Dental care and access to a dentist is an issue of great importance to us all. I know that many people have experienced great frustration when trying to book appointments, from check-ups to urgent procedures - this needs to change.
In the last two years, like almost every area of our national life, the pandemic caused great disruption to the work of dentists and created large backlogs. Dentistry was particularly affected because Covid is an airborne illness, spread by close contact. Given the difficulties this created for treatment, it was important that we lifted restrictions for dentists as soon as it was safe to do so. This was done as part of the Government’s ‘Living with Covid Strategy’ earlier this year, and I was encouraged to learn from colleagues that many practices are now actually running at pre-Covid capacity.
However, there were also some barriers to accessing dentistry – especially NHS treatment – which existed before the pandemic. The issue is not the number of dentists we have available, for example, between 2008-09 and 2018-19 there has been a remarkable +21% increase in the number of dentists we produce as a country. Rather, the issue is about where and how they work.
The main obstacle to improvement in terms of access has been the NHS contract with dentists. Signed off by the then government in 2006, the contract did not proportionately compensate and incentivise dental practices to take on NHS patients. For example, under the NHS contract, dentists taking NHS work would be paid the same for a simple surgery as they would for a more complicated one, meaning it did not make sense for them to take on more expensive and time consuming procedures. Another issue has been that the amount the NHS paid for dental work varied between different practices and areas of the country. This meant there were whole areas where, again, it did not make financial sense for dentists to provide NHS treatment.

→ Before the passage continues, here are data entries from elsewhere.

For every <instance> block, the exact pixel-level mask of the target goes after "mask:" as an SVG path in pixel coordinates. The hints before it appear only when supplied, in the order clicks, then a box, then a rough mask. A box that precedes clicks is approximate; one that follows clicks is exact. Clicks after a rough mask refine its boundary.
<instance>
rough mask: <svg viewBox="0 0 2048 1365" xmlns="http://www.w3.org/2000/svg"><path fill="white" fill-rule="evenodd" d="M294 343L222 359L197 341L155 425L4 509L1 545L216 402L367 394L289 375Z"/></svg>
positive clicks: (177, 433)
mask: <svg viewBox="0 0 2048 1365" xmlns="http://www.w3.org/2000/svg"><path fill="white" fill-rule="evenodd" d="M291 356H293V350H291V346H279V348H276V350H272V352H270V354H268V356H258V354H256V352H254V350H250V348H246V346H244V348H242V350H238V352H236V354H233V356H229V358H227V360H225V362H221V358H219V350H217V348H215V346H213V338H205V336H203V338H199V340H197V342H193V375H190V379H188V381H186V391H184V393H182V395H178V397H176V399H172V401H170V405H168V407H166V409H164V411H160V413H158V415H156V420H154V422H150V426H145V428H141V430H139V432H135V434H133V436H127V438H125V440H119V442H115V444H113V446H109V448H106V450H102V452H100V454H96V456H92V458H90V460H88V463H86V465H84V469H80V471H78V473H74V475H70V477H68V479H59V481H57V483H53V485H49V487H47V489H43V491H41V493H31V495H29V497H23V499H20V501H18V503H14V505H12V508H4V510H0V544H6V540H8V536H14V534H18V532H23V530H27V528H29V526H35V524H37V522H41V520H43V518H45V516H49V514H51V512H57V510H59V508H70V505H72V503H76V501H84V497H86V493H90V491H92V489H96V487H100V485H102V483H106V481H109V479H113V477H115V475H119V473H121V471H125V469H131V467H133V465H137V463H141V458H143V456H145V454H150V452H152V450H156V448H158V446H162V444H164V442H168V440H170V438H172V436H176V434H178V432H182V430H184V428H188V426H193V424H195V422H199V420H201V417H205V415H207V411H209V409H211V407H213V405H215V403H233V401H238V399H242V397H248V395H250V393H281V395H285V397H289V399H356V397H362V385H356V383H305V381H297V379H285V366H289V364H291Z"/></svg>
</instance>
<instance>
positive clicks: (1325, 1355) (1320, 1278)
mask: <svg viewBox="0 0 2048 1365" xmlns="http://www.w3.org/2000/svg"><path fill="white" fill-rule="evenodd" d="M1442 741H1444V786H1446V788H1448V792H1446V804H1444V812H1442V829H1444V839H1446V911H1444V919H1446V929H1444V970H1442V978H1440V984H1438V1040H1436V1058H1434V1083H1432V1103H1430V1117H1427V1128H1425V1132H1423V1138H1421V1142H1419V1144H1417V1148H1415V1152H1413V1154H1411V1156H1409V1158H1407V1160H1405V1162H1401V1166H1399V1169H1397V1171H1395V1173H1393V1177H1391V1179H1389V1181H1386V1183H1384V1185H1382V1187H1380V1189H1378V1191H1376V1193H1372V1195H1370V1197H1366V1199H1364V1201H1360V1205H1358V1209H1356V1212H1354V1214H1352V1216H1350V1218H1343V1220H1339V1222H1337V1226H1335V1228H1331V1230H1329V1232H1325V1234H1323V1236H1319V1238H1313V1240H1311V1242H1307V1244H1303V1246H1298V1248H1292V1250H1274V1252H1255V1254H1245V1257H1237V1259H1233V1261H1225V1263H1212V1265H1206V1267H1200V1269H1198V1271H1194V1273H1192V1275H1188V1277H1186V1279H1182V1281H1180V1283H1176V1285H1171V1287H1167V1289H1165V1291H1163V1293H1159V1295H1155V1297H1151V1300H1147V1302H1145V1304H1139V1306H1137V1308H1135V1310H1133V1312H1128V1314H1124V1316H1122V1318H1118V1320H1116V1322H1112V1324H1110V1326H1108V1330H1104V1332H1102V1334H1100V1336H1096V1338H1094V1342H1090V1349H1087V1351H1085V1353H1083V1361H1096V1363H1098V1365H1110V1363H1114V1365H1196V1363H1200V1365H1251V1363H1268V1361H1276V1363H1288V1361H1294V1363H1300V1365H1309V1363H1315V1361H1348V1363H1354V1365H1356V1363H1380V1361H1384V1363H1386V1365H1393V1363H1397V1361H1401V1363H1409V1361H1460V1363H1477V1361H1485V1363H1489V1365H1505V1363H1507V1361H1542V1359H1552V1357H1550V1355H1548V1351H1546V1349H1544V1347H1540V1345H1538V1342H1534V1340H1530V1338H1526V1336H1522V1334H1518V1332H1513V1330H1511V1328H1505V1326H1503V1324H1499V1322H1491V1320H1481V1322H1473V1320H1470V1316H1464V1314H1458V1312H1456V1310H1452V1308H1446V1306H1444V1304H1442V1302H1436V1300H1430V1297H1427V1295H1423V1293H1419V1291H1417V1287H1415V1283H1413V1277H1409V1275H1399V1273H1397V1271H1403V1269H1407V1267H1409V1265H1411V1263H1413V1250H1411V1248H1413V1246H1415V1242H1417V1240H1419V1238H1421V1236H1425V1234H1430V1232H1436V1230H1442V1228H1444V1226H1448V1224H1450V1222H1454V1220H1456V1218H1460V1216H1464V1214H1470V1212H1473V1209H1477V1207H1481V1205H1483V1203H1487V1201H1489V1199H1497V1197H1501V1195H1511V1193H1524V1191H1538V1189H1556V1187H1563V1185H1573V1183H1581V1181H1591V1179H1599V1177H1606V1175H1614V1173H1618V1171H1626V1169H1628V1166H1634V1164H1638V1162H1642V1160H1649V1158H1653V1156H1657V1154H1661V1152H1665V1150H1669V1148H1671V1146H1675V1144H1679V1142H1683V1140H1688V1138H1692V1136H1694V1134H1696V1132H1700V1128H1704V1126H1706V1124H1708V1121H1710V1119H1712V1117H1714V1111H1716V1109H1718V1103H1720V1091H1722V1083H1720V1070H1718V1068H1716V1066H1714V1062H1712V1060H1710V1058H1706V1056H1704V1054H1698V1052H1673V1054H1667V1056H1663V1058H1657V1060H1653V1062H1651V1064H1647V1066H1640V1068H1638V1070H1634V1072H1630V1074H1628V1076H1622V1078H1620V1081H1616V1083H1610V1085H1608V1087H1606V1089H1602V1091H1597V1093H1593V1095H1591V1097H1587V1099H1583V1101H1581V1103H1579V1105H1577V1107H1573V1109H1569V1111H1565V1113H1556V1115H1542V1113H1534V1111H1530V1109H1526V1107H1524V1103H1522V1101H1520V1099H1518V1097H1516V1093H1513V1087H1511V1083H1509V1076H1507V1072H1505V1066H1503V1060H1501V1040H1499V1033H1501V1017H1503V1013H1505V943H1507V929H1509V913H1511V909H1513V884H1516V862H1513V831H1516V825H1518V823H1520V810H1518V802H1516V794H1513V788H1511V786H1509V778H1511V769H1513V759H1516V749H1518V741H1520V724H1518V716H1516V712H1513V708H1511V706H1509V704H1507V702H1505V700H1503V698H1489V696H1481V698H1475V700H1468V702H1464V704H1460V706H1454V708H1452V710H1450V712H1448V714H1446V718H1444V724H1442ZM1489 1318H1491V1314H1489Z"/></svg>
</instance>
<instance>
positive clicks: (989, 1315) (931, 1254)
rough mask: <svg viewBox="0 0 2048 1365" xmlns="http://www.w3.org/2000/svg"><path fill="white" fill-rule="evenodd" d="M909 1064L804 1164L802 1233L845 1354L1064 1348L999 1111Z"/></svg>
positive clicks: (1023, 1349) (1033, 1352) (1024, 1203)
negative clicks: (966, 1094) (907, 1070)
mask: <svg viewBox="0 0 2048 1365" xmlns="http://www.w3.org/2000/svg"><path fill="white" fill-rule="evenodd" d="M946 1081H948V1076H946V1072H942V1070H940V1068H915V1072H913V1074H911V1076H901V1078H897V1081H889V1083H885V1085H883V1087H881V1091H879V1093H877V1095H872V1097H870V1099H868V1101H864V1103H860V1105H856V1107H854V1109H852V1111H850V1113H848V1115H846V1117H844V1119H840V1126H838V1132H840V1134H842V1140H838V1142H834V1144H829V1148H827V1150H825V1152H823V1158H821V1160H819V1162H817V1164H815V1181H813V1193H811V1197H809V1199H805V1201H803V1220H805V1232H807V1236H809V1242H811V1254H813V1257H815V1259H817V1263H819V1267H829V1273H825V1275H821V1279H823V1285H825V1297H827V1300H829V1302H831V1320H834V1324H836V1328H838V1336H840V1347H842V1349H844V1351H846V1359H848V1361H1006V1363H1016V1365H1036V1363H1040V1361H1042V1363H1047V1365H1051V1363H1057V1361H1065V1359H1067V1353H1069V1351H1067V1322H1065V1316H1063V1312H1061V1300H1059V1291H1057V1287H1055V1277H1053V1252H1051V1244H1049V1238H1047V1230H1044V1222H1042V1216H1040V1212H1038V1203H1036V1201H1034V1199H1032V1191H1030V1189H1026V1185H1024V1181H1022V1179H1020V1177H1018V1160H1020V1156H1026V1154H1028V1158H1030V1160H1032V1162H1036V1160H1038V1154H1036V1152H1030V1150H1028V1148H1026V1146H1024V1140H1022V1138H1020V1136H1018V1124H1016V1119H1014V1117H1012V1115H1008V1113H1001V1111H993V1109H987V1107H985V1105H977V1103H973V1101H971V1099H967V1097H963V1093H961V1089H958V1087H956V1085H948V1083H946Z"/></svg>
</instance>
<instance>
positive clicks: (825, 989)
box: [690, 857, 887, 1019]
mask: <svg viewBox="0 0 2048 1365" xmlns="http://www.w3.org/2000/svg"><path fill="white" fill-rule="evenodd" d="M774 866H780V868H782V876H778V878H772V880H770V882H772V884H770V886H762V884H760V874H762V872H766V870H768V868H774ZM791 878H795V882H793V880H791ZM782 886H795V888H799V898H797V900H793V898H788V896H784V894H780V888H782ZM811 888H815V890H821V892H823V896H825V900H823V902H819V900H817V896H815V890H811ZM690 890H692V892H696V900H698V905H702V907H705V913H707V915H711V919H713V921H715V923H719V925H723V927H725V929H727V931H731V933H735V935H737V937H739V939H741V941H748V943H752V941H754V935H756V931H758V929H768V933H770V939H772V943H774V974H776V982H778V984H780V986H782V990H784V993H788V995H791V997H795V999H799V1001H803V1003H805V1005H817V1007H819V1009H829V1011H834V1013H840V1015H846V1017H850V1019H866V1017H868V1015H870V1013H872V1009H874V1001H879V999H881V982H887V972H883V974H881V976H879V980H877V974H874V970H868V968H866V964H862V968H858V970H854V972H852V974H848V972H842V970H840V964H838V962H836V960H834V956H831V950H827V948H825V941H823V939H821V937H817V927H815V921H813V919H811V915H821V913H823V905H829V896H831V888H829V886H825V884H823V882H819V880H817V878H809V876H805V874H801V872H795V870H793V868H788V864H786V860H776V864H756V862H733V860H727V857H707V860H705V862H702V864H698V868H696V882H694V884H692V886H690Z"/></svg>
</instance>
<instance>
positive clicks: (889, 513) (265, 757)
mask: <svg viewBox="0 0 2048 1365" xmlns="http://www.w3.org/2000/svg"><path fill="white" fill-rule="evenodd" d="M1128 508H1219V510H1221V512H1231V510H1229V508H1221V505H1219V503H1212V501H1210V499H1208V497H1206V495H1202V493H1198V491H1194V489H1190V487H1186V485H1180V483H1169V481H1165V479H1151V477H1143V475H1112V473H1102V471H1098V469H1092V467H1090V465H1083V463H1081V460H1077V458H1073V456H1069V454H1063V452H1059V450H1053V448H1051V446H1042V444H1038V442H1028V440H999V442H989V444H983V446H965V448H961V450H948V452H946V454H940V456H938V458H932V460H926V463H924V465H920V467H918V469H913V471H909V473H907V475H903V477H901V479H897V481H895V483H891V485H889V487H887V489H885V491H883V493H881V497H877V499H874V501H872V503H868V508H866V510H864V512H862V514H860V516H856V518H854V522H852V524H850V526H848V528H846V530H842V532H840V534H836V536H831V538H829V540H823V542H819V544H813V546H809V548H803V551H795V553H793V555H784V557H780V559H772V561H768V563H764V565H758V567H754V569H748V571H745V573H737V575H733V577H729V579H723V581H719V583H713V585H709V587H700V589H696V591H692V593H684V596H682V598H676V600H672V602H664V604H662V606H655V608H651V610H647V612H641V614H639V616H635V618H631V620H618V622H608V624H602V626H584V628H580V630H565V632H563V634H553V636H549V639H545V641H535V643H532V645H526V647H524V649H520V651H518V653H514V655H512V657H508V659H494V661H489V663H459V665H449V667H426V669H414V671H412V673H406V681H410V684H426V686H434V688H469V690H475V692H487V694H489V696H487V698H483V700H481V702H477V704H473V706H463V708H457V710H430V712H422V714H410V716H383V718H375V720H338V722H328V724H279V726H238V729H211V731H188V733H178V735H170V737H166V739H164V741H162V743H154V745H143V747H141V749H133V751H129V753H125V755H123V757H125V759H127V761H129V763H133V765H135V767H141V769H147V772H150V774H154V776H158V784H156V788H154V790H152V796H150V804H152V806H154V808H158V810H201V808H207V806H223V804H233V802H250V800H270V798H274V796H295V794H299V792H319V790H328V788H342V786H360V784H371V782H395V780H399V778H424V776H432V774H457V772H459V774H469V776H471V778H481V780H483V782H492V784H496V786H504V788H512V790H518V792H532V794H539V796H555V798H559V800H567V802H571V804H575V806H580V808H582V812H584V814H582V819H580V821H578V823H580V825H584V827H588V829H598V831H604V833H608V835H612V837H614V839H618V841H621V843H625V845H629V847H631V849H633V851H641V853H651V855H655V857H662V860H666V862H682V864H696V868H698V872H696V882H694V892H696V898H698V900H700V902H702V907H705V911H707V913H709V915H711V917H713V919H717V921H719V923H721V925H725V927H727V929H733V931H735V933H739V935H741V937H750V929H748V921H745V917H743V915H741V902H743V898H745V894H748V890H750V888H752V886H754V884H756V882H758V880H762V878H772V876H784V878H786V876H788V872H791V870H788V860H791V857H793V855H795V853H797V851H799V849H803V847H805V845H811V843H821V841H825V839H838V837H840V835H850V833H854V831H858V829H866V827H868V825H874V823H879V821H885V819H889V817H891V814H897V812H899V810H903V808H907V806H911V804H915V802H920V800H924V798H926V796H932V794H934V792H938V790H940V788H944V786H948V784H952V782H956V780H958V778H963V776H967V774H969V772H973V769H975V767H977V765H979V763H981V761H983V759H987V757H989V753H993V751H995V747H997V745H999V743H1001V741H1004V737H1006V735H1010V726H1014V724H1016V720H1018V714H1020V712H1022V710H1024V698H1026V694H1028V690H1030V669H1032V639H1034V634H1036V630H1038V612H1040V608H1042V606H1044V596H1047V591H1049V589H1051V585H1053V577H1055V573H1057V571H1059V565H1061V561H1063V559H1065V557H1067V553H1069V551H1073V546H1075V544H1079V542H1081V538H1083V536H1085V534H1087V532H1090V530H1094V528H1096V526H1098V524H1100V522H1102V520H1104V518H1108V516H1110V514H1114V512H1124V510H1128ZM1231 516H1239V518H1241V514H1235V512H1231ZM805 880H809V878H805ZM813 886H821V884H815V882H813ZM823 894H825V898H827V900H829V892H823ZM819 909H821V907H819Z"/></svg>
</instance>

I am pleased to say that, beginning this year, a new contract will come into effect which addresses these specific problems. Pay for NHS work will now reflect the complexity of a procedure, with different awards for different levels of complexity. There will also be a minimum value applied to all treatment in England, ensuring no area is left behind.
In the long term, while the number of dentists in the country is expanding, it is important that our county produces our own dentists because all the evidence suggests that students stay and work in the area where they train. That is why I am pleased to join my neighbouring colleague, Caroline Johnson MP, in calling for a new dental school to be established here in Lincolnshire - setting out a long-term solution to ensuring the supply of dentists in Lincolnshire is secure.